Se destituído, o cidadão dedica a vida a se inscrever nas diversas “carreiras profissionais” que atendem pelo nome de “programas sociais”, o novo sinônimo de curral eleitoral. Na próxima eleição ele vai dar seu voto ao larápio que lhe prometer mais mamatas. Há anos vem ganhando de mão beijada remédio, consulta médica, hospital, creche, escola, livros, ensino técnico, leite, cesta de alimentos. Só que as esmolas nem sempre se concretizam como planejado. Então o destituído fica furioso e reclama pros datenas que os políticos são uns safados e só querem saber dele um mês antes da eleição. Então, quando chega a tardezinha, pega o saco de lixo, sai pisando no barro que cobre a rua e ao chegar na esquina dá sua contribuição ao monturo que vem se acumulando há meses ali pertinho de seu barraco e que gera moscas, baratas e ratos e, claro, o mosquito do dengue, que pica ele, pica sua mulher, pica seus filhos e então fica furioso e faz aquelas caretas de injustiçado para as câmaras dos datenas e então ambos, ele e o datena, amaldiçoam os políticos e poder público e se perguntam até quando vamos tolerar essa pouca-vergonha. (E não esqueçamos que o sr.
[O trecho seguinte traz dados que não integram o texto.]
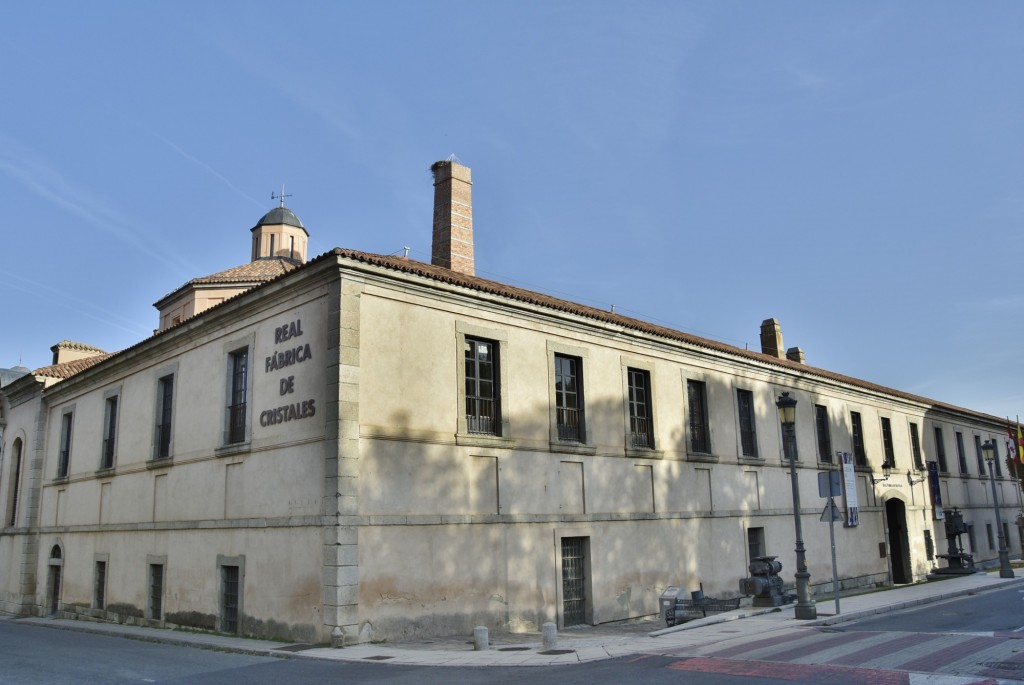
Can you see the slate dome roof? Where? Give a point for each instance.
(280, 215)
Datena é amigão do peito do sr. da Silva, pois é.)
Que gostoso viajar na irracionalidade brasílica. Mas não posso me deixar arrastar por esse discursinho de revoltado, essa indigência é o que testemunho o tempo todo no meu dia-a-dia e me dá engulhos. Há décadas decidi não desperdiçar minhas parcas energias com o que já na infância determinei não merecia meus pensamentos.
O que comecei falando foi a confusão entre entretenimento e poesia.
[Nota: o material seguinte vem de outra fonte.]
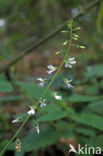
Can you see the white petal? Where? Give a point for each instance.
(49, 71)
(50, 66)
(41, 84)
(40, 79)
(15, 121)
(57, 97)
(31, 112)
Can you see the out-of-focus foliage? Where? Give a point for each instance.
(79, 116)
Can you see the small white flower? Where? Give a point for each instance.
(31, 111)
(42, 103)
(67, 82)
(51, 69)
(42, 81)
(38, 130)
(57, 97)
(70, 62)
(36, 125)
(15, 120)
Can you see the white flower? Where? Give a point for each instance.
(15, 120)
(67, 82)
(57, 97)
(37, 129)
(42, 103)
(31, 111)
(36, 125)
(51, 69)
(42, 81)
(70, 62)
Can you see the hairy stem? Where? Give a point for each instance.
(47, 37)
(28, 117)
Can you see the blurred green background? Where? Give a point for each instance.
(22, 24)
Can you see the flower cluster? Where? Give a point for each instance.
(68, 62)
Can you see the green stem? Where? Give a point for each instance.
(59, 68)
(47, 37)
(17, 132)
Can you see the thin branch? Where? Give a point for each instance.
(47, 37)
Me assombra que precise fazer este tipo de ressalva.
Será que os que se proclamam poetas ou consumidores de poesia ou diletantes não sabem?
As pessoas a que me dirijo são adultas, supostamente maduras, provavelmente leem poesia há anos, talvez há décadas, que decepção ver que ainda não sabem o que é poesia. Ou literatura.
Sei eu o que é poesia?
Muito raramente, sim. Em geral, não logro senão uma patética especulação. Não apenas na minha prosa mas também nas próprias vezes em que imagino estar sendo poeta.
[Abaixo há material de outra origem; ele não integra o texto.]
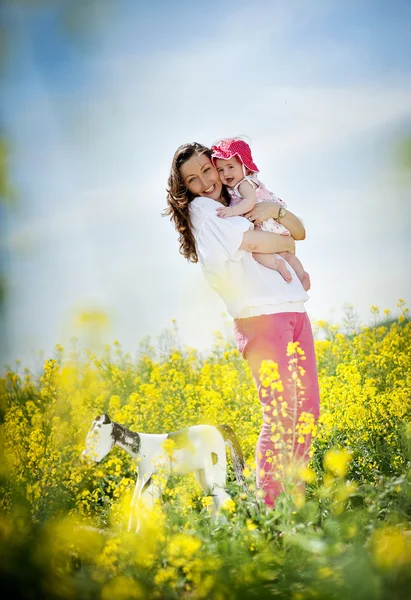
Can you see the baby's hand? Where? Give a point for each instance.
(225, 212)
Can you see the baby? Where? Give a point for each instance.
(234, 163)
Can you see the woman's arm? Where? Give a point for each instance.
(267, 243)
(266, 210)
(249, 201)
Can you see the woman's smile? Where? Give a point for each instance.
(201, 177)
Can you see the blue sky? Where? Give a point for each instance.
(95, 102)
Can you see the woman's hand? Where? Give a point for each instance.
(269, 210)
(265, 242)
(224, 212)
(263, 211)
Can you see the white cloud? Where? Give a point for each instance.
(109, 242)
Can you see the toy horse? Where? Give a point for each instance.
(199, 449)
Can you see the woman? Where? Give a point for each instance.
(268, 312)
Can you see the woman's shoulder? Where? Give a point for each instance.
(201, 203)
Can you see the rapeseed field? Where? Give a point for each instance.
(63, 520)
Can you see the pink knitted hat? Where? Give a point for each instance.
(230, 147)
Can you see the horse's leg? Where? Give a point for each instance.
(134, 518)
(212, 480)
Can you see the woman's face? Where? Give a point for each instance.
(201, 178)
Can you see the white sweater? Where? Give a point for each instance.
(248, 288)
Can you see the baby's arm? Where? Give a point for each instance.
(249, 201)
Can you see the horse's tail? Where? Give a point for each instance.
(237, 457)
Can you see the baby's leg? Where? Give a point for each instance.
(296, 264)
(273, 262)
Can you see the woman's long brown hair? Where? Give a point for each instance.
(179, 198)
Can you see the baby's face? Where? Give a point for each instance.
(230, 171)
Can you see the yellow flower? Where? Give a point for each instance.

Como fazemos tantos de nós em tantas ocasiões sobre tantos assuntos que nos tantalizam, não sei muito bem o que é. Sei mais o que não é.

Posso asseverar que, na minha concepção, não é o que fazem os usuários de redes sociais que despejam em suas páginas versos de Mario Quintana e Clarice Lispector e Fernando Pessoa como se fossem receitas das especiarias que fazem o deleite dos leitores da Vejinha.